Since LHR was introduced, there have been many attempts to work around it. The technology was meant to discourage miners from buying graphics cards made for gaming, but earlier NBMiner and QuickMiner updates already allowed crypto miners to regain a large part of the hash rate on GeForce RTX 30 series cards.
NiceHash announced that QuickMiner, through its Excavator miner, could fully unlock NVIDIA LHR cards. According to the company, that meant users of LHR cards could get more mining performance from their hardware than with other mining software at the time.
With the mining craze cooling down, NiceHash released an update for QuickMiner, which uses the Daggerhashimoto algorithm for mining Ethereum. Earlier versions had already unlocked around 70 to 80 percent of the hashrate.

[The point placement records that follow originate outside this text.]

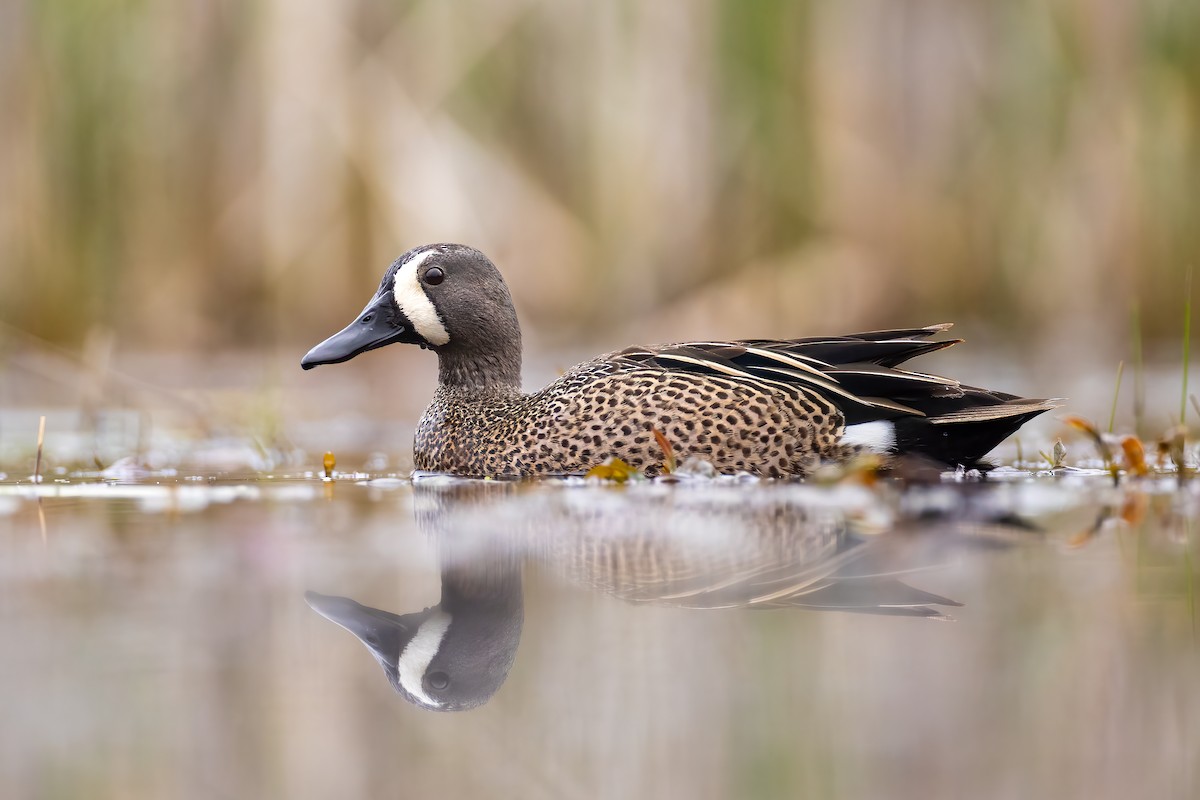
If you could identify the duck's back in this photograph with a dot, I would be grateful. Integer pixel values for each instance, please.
(765, 407)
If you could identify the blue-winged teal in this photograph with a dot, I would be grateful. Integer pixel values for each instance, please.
(773, 408)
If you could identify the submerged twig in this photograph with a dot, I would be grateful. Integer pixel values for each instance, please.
(1187, 347)
(41, 439)
(1116, 394)
(1139, 373)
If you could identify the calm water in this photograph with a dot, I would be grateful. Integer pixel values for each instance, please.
(702, 639)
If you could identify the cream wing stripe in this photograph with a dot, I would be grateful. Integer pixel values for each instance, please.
(415, 304)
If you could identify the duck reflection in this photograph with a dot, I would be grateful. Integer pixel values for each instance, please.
(711, 547)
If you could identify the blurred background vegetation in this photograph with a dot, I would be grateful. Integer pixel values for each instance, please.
(199, 176)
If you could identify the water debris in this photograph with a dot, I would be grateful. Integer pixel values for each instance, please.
(1134, 456)
(1057, 456)
(1174, 445)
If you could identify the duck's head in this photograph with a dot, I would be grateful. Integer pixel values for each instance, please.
(442, 659)
(447, 298)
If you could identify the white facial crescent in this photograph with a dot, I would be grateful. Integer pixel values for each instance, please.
(415, 304)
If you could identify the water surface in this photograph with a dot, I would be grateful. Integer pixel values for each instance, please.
(1025, 637)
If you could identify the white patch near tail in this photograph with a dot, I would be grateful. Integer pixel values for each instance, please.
(877, 437)
(415, 304)
(419, 653)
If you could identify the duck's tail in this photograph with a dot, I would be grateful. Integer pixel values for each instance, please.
(964, 429)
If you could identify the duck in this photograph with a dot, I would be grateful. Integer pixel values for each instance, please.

The new update claimed to reach 100 percent, meaning an RTX 3080 and RTX 3080 LHR could produce the same hash rate despite the latter being marked as a Lite Hash Rate variant.
Every NVIDIA GeForce RTX 3090 series card aside, the RTX 30 range received the LHR treatment. At the same time, mining was no longer as profitable as it had been a year earlier. Cards such as the RTX 3090 Ti produced around 125 to 130 MH/s, translating to roughly four to five euros per day, before electricity costs. Even with lower card prices, investing in new mining hardware looked much less attractive.
Calling NVIDIA's LHR attempt a complete failure would be too simple. It did push retailers and distributors to charge more for non-LHR cards, but it also initially discouraged some miners from buying LHR gaming cards. In the end, though, with mining cooling off and GPUs returning to stock, LHR looked like a feature whose time had passed.